- Location of Alhambra in Alberta
- Coordinates: 52°20′35″N 114°40′21″W﻿ / ﻿52.3431°N 114.6725°W
- Country: Canada
- Province: Alberta
- Census division: No. 9
- Municipal district: Clearwater County

Government
- • Type: Unincorporated
- • Reeve: John Vandermeer
- • Governing body: Clearwater County Council Jim Duncan; Timothy Hoven; Theresa Laing; Cammie Laird; Daryl Lougheed; Michelle Swanson; John Vandermeer;
- Elevation: 980 m (3,220 ft)

Population (1991)
- • Total: 64
- Time zone: UTC−06:00 (Alberta Time)

= Alhambra, Alberta =

Alhambra is a hamlet in Alberta, Canada within Clearwater County. It is located close to the David Thompson Highway, east of Rocky Mountain House.
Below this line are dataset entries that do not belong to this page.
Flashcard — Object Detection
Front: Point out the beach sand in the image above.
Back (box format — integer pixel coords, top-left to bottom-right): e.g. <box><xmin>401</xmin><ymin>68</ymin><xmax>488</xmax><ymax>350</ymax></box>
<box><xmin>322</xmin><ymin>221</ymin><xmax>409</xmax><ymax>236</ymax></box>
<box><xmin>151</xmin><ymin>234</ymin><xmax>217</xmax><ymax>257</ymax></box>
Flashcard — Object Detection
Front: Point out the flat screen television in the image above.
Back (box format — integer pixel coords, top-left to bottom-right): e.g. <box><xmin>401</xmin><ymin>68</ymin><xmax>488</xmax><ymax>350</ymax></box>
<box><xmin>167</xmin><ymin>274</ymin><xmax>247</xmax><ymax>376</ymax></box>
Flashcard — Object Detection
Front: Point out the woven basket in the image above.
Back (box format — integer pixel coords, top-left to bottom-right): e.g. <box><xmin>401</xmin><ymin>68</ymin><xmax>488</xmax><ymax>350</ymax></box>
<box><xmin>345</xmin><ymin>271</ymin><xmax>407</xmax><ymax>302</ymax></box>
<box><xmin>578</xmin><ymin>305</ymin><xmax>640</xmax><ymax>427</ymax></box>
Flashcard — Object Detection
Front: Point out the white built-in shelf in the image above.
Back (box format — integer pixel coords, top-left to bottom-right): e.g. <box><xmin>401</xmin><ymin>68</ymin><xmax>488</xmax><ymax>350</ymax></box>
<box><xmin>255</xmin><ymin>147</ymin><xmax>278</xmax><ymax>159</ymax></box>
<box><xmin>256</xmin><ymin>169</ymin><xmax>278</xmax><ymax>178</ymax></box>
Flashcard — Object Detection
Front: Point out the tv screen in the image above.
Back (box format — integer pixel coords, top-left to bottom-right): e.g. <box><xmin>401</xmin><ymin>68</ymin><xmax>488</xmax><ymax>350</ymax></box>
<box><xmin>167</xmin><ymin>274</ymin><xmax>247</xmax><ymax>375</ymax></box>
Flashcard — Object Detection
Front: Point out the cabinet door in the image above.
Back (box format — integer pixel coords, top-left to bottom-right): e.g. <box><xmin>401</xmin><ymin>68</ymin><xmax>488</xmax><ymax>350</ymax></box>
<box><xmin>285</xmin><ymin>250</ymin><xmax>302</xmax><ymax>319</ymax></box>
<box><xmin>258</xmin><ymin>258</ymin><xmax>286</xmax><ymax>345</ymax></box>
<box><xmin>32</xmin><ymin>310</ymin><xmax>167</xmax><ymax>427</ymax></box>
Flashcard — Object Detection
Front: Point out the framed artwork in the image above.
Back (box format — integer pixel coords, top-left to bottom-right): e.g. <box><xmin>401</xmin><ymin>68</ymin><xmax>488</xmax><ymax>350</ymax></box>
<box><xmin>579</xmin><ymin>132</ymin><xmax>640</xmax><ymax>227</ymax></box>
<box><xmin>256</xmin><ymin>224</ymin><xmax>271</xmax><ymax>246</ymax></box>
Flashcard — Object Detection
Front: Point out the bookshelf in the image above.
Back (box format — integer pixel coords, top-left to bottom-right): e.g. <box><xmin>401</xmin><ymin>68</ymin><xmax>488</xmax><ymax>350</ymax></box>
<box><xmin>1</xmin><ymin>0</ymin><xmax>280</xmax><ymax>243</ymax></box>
The hamlet is located in census division No. 9. It was first settled in 1905 and the local post office had the name Horseguards. (Horseguards Creek is nearby.)

It was re-named Alhambra when the railroad arrived in 1914. The community takes its name from Alhambra, in Grenada, Spain, as an attempt to share some of that place's glory.

== Demographics ==
Alhambra recorded a population of 64 in the 1991 Census of Population conducted by Statistics Canada.